The Yankees have won about 25% of the WS in history...I don't see how that's parity.
Since the strike in 2004, when salaries really started exploding, you've got the Yankees for 5, Boston for 2, St Louis 2, Marlins 2 (both bought), and a mix of high budget teams throughout. The only real exceptions are the Giants, who won on a rare depth of quality, home-grown pitching (and carrying Zito's deal), and AZ winning once against long odds. Other than that; Bos, Phi, St L, LAA, CWS. That's not parity, those are teams that spend, spend, spend. Maybe a case could be made fot STL, their towards the upper middle of the pack, but have shown a willingness to spend when needed, and have grown good pitching as well. NOT signing Pujols will end up being their best move though.
The division is getting larger, it's going to be getting like football of the 80s where only 2 or 3 teams can really be expected to win unless someone catches lightning in a bottle for a season.

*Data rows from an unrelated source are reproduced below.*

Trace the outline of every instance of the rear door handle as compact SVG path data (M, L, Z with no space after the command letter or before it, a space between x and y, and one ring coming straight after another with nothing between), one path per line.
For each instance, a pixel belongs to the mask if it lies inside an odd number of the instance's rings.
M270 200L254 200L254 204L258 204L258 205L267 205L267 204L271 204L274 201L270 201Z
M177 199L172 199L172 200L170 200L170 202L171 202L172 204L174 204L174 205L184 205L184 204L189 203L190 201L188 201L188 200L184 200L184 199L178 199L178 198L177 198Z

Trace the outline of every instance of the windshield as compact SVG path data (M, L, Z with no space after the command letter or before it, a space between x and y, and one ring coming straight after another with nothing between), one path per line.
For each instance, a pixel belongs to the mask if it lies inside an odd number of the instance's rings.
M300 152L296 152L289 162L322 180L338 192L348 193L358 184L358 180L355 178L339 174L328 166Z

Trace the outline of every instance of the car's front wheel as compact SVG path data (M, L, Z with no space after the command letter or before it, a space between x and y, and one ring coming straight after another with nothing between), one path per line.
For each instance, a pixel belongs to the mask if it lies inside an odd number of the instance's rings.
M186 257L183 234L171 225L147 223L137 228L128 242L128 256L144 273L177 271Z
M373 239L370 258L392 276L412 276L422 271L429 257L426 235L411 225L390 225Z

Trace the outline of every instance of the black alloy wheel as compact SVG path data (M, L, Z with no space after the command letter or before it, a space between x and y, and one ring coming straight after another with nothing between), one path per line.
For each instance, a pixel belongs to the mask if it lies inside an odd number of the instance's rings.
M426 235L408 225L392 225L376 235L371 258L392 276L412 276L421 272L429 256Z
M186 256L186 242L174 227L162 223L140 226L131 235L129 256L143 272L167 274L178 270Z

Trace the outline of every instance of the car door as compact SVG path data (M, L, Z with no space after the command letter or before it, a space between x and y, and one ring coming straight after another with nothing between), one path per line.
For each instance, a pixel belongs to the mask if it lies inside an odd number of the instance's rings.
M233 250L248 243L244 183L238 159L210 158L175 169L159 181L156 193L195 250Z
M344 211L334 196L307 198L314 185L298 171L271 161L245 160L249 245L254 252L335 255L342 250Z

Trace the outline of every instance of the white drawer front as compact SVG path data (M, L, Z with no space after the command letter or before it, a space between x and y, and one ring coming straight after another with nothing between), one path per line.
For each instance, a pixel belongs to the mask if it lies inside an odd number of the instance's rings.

In the NFL, 14 teams have only 1 or 0 SB appearances, which seems to totally lack parity. But when you look closer, of the 10 teams with only 1 SB appearance, 9 have occured since 1994, with only the Jets being since the 60s (haha). CLE, DET, JAX, HOU haven't made it, for those that wonder. The NFL is going in the correct direction, MLB is going the other way.